4D Analytics

Regression Analysis

Last updated: July 10, 2020

Linear regression is a well-established statistical technique where two related data points are analyzed to determine if there is a correlation between them.

For example, if we consider two data points, one representing external temperature (T) and the other representing the electrical load (L) of an air-conditioning system. We can surmise that two parameters are related since we can reasonably expect that the load will increase as the temperature increases.

In this case, T is referred to as the independent variable or indicator, and L is the dependent variable. We can look at a sample data set of these two and plot on a scatter graph with the independent variable on the x-axis and dependent of the y-axis.
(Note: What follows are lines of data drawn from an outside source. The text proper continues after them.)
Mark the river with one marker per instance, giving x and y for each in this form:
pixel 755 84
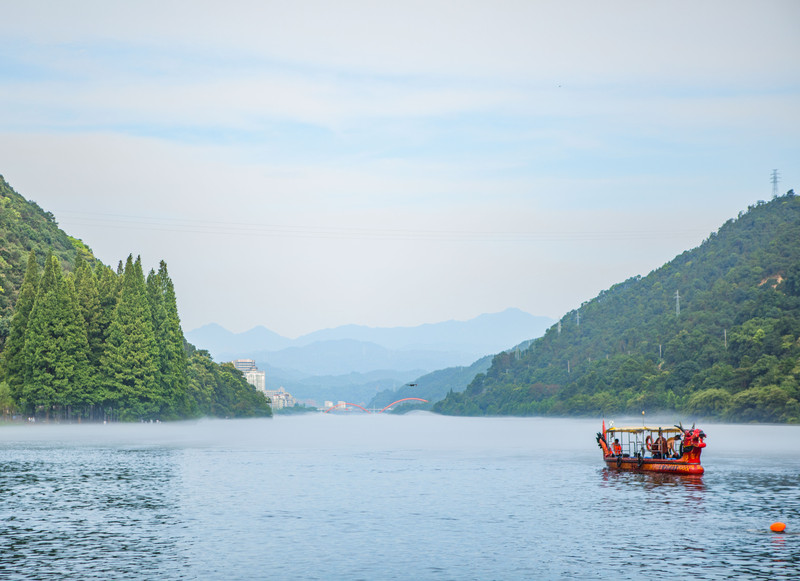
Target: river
pixel 375 497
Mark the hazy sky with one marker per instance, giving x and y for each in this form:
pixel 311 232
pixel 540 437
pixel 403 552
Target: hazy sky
pixel 303 165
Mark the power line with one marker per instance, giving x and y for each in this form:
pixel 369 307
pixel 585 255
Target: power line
pixel 117 221
pixel 775 178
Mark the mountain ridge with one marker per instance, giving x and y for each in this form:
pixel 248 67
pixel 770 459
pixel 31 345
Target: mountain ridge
pixel 713 333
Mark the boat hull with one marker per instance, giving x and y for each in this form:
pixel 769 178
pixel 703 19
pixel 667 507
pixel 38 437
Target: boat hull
pixel 653 465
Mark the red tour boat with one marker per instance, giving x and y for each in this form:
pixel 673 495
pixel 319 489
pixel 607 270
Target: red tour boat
pixel 659 449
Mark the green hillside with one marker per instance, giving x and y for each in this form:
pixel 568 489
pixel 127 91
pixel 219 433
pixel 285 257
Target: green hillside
pixel 714 333
pixel 79 340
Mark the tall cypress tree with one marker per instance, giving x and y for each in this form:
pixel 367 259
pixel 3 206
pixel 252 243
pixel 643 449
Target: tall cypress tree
pixel 91 311
pixel 80 389
pixel 56 349
pixel 13 360
pixel 108 283
pixel 173 362
pixel 130 360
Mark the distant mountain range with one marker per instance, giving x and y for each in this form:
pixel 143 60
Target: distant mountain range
pixel 357 362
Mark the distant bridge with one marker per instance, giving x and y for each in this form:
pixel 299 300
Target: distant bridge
pixel 345 405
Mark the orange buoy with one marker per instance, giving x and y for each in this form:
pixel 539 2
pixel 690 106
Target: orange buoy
pixel 777 527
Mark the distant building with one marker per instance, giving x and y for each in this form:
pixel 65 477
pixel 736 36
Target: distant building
pixel 280 398
pixel 245 365
pixel 252 375
pixel 257 378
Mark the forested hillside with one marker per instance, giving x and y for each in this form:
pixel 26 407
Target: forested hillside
pixel 714 333
pixel 431 386
pixel 79 340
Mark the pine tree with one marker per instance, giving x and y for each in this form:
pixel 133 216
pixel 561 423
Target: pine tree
pixel 130 360
pixel 108 284
pixel 81 382
pixel 13 360
pixel 56 349
pixel 173 362
pixel 91 311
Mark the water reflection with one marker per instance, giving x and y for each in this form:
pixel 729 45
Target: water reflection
pixel 652 480
pixel 85 512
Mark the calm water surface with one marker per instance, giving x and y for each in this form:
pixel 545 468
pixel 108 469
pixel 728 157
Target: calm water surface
pixel 387 497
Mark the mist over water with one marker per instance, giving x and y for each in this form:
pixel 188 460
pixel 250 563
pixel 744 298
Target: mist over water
pixel 387 497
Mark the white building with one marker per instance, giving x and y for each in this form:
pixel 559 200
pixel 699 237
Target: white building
pixel 244 365
pixel 257 378
pixel 252 375
pixel 280 398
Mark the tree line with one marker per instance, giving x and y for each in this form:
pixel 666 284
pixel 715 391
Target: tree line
pixel 98 344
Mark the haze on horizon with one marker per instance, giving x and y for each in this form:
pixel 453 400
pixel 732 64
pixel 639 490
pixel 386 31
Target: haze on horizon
pixel 309 165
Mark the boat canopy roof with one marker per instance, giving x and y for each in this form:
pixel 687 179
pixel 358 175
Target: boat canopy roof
pixel 639 430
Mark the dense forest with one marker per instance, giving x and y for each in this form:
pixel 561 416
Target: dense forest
pixel 715 333
pixel 81 341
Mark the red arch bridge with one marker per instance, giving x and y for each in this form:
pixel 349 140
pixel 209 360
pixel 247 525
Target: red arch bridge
pixel 346 405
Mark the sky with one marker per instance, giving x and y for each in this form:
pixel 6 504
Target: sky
pixel 305 165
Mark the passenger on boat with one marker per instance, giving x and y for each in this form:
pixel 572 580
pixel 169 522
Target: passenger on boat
pixel 659 447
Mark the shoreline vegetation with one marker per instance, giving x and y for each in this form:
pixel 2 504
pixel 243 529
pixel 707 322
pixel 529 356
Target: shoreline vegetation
pixel 83 342
pixel 714 334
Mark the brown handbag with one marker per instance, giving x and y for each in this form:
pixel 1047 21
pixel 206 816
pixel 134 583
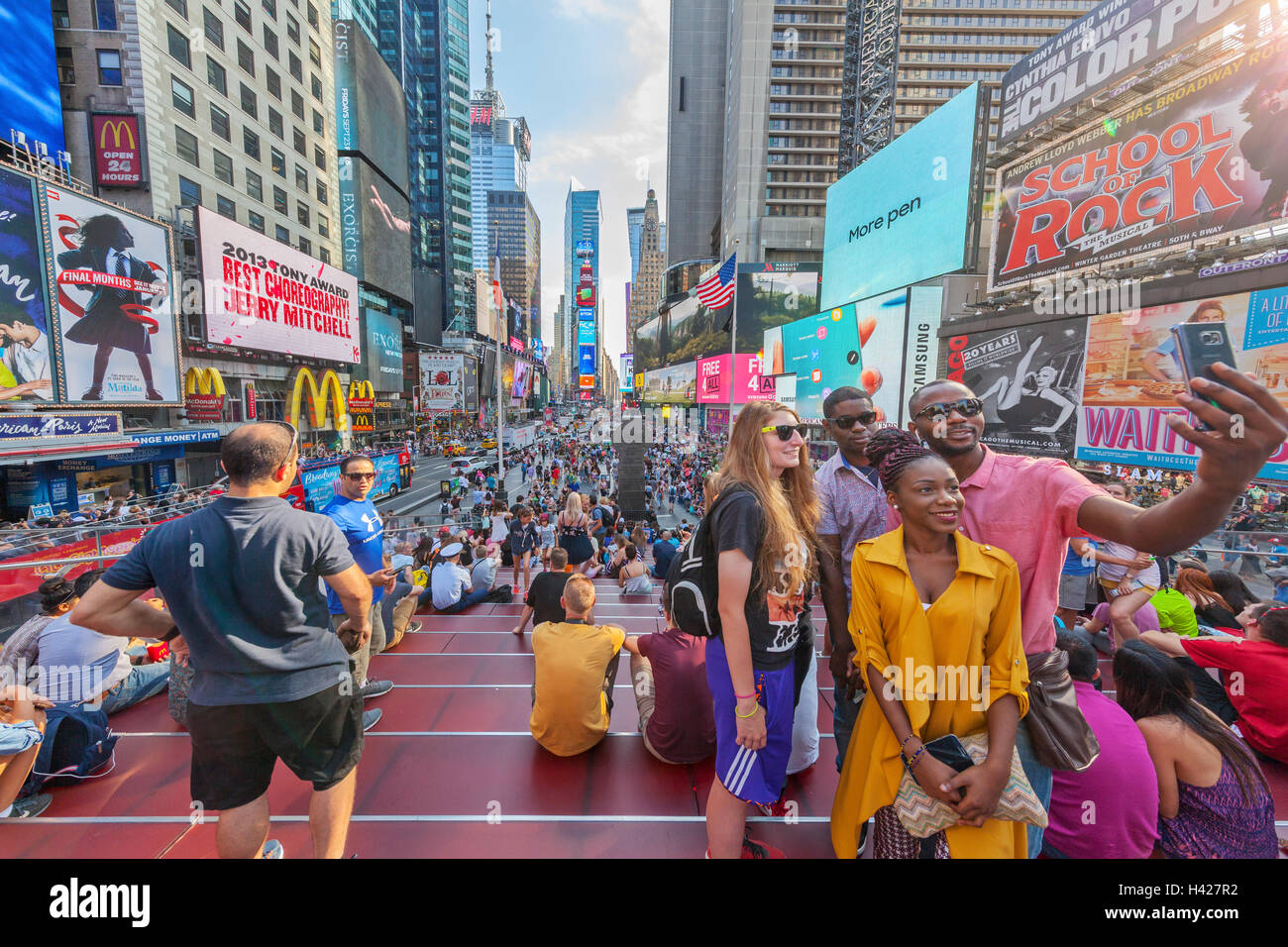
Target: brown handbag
pixel 1060 735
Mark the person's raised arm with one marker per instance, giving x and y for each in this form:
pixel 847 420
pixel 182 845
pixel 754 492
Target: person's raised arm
pixel 1245 432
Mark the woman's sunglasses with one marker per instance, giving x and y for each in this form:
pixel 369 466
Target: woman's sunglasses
pixel 846 421
pixel 786 431
pixel 966 407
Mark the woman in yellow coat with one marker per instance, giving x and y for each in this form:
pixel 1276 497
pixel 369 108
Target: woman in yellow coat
pixel 935 620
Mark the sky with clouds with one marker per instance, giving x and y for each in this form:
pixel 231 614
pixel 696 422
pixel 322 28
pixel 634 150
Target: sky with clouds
pixel 590 76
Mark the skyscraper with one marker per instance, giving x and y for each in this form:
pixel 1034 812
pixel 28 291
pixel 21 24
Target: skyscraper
pixel 426 46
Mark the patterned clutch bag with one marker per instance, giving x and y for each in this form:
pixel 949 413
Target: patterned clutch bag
pixel 922 814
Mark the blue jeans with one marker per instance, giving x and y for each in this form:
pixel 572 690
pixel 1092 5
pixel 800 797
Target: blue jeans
pixel 143 682
pixel 473 598
pixel 845 712
pixel 1038 777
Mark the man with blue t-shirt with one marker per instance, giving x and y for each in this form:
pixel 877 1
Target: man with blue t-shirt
pixel 359 521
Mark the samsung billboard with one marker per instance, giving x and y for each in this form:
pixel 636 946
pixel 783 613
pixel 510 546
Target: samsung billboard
pixel 905 214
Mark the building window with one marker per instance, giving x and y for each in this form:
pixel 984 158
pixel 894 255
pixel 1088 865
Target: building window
pixel 104 14
pixel 223 166
pixel 185 146
pixel 219 123
pixel 217 76
pixel 189 191
pixel 180 93
pixel 245 58
pixel 108 67
pixel 178 44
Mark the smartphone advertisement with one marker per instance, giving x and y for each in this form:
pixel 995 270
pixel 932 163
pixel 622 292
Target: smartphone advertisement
pixel 1133 372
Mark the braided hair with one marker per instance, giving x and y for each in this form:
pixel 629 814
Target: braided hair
pixel 892 451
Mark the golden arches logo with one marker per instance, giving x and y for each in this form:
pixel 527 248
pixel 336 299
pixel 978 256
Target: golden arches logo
pixel 318 395
pixel 204 381
pixel 121 128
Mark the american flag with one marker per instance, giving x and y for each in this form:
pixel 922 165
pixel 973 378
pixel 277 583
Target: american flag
pixel 716 290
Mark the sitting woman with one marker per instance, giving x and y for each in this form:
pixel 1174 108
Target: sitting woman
pixel 1212 797
pixel 1253 674
pixel 632 578
pixel 1209 605
pixel 926 596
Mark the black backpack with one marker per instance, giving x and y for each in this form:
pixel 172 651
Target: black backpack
pixel 695 579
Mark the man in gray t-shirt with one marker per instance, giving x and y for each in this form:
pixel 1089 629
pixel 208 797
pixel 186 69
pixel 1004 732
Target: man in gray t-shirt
pixel 240 579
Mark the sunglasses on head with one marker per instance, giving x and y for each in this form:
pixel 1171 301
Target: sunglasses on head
pixel 785 431
pixel 846 421
pixel 966 407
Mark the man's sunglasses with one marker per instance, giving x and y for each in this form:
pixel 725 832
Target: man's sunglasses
pixel 786 431
pixel 966 407
pixel 846 421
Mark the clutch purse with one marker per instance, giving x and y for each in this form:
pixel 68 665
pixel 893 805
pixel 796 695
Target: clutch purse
pixel 921 814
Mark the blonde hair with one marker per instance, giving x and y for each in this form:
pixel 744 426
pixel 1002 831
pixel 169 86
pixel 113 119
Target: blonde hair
pixel 579 594
pixel 789 502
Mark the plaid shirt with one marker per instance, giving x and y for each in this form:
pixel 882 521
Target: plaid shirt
pixel 850 506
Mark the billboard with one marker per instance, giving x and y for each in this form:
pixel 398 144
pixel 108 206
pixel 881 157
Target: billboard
pixel 1132 376
pixel 880 214
pixel 747 381
pixel 384 351
pixel 116 339
pixel 772 294
pixel 1029 380
pixel 1103 50
pixel 442 385
pixel 116 150
pixel 1197 159
pixel 262 294
pixel 25 364
pixel 29 76
pixel 375 228
pixel 370 115
pixel 674 385
pixel 822 351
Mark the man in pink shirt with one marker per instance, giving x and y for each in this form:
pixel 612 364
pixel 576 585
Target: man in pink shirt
pixel 1029 506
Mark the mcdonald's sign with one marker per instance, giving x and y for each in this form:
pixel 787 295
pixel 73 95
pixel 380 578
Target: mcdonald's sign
pixel 204 394
pixel 362 406
pixel 320 395
pixel 116 146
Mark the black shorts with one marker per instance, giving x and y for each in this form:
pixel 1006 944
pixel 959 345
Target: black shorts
pixel 235 748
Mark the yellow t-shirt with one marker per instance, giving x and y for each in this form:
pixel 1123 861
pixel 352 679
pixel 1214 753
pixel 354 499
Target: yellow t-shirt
pixel 570 709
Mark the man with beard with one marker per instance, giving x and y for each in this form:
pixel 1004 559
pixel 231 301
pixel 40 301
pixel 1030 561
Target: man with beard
pixel 1030 506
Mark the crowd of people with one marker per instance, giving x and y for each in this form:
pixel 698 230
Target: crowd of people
pixel 954 579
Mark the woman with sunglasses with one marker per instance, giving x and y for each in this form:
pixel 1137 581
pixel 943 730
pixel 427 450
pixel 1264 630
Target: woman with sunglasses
pixel 763 522
pixel 927 599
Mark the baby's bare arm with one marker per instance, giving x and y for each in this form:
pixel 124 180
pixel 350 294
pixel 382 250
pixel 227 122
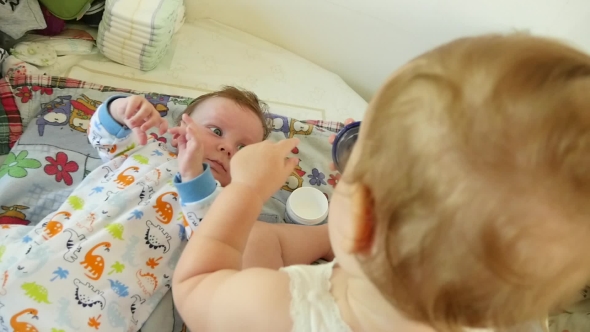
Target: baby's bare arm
pixel 277 245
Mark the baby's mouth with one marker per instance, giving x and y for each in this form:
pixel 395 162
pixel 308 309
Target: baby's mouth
pixel 218 164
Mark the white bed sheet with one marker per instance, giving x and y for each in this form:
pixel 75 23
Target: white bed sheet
pixel 205 55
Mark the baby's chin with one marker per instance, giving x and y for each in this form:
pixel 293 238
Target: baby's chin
pixel 224 181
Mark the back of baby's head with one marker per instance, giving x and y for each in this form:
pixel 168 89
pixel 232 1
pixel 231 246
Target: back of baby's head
pixel 477 155
pixel 244 98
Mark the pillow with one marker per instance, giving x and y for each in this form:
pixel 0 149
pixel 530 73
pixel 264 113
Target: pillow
pixel 58 112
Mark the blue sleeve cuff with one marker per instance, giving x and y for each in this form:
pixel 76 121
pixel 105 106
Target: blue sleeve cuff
pixel 107 120
pixel 198 188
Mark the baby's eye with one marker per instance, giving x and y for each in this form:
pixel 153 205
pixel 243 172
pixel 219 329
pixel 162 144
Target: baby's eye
pixel 216 131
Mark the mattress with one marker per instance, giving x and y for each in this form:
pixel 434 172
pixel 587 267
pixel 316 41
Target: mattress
pixel 205 55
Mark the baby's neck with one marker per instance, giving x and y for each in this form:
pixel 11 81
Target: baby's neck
pixel 369 311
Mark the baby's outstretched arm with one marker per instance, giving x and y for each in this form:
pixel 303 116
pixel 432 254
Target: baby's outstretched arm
pixel 210 291
pixel 278 245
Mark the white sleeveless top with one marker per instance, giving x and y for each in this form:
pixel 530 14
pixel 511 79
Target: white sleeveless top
pixel 313 308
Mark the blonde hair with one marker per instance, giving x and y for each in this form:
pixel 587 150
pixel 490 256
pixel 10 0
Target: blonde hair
pixel 477 155
pixel 244 98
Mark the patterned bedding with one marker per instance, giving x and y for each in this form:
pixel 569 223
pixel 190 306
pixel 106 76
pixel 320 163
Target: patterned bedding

Running a linear regression on this data set will create a best fit line through the plot.

Note: This is a single linear regression (i.e., a single line is produced). We will provide the option of doing a dual linear regression. This technique will be described further in the relevant section.

A Note on Linear Regression

When running a regression using R, the engine returns a number of useful outputs based on the data set. Amongst these are standard error values based on a 95% confidence interval. These values are an indication of how well the model fits the data set, but in addition to this, we can use these values when analyzing new data to determine where we have data values that fall out with the range of the model.

The R regression function can produce data sets for confidence intervals around the regression line(s). 4D Analytics will import these data sets for use in further analysis.